MEDICINAL cannabis should be grown under protected cropping conditions, not open fields, according to an industry expert.
Widely known hydroponic cropping figure and author, Dr Mike Nichols, spoke at the Protected Cropping Australia Conference in Adelaide last week where he gave an insight into his research into the potential of medical marijuana.
While primarily giving an introduction to the various types of cannabis and examining some of its different medical properties, the New Zealand-based Dr Nichols also delivered opinions on the crop's potential.
"Many people consider outdoor production appropriate; I'm not one of them because we are dealing with a medicinal crop and we want to keep it in its highest quality from a disease, pests and those sorts of things, point of view," Dr Nichols said.
He said it was different to growing opium poppies in Tasmania.
"Because what you do with the opium poppy is that you treat it and you purify it," he said.
"Now with cannabis… in the main, the other people will use it as it is so you want to make sure there are no fungi on the heads and those sorts of things.

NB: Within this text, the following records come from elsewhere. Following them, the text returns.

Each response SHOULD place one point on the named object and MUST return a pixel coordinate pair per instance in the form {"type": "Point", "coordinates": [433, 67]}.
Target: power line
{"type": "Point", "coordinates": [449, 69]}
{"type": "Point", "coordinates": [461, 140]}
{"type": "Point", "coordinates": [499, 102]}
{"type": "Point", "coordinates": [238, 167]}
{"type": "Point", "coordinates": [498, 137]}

"It's got to be as clean as possible because you've got to use it as it is, rather than treated."
Mr Nichols said the world was changing quickly in its stance on cannabis as seen in legislation changes in the United States.
"I'm not into recreational drugs but I think it's going to develop and become a substitute for alcohol in due course," he said.
"It's a complex plant in terms of its medicinal properties. Nobody knows a great deal about it.
"I call it medical cannabis not medical marijuana because I consider marijuana is in fact the high THC (Tetrahydrocannabinol) type and there is much more to medical cannabis than just the high THC type.
"THC is the active ingredient which gives you the inebriation, the hallucinations and whatever."
The other major medicinal trait of cannabis is cannabidiol (CBD). This has been found to have positive benefits in helping control epilepsy, particularly in children.
"In simplistic terms, THC determines the pain relief, and CBD has an effect on the nervous system," Dr Nichols said.
His study into how the world was using the plant took him to The Netherlands on an official visit organised by the Dutch ministry of health.
In an example of the security surrounding cannabis production, Dr Nichols said he was picked up at a train station but taken to an undisclosed facility in a car with nearly blacked-out windows.
"I didn't know if I was going north, south, east or west. No photographs were allowed until I got inside the facility, then I could take what I wanted," he said.
"So I have no idea exactly where it is."
While cannabis is known for its medicinal or fibre qualities (hemp), Dr Nichols also pointed out its ability to be used as "mop crop", where it assists in water absorption and filtration.
But there were still many questions remaining about the particulars of the plant, including commercial production capacity, according to Dr Nichols.
Selecting a suitable strain for Australia would require considerable research, according to Dr Nichols.
"There is a real problem because of the large number of different cannabis strains which exist," he said.
Growing methods for hydroponic cannabis have advanced however sharing information on crop production was an area of nervousness within the industry.
Dr Nichols said work was being done on the use of LED lights for cannabis production but participating companies largely kept the results in-house.
"I am only aware of three research papers that are peer reviewed that have ever been published on the growth of cannabis and the yield," he said.
Harvest required taking the flower head from the female plant. The problem was that the plant flowered under short days meaning light control in greenhouses was critical.
Dr Nichols said techniques could be drawn from protected cropping chrysanthemum production which requires similar conditions.
In May this year, Australian and New Zealand ministers responsible for food safety regulations supported a draft standard that will allow low THC hemp seeds to be sold as a food.
Assistant Health Minister and NSW Nationals, Dr David Gillespie, said after an extensive body of research and evaluation, low THC hemp seeds had received approval to go forward into the Food Standards Code as a “food stuff”.
Dr Gillespie said the research documented, in a scientific trial, that low THC hemp seeds would be “virtually impossible” to be the cause of a positive drug test.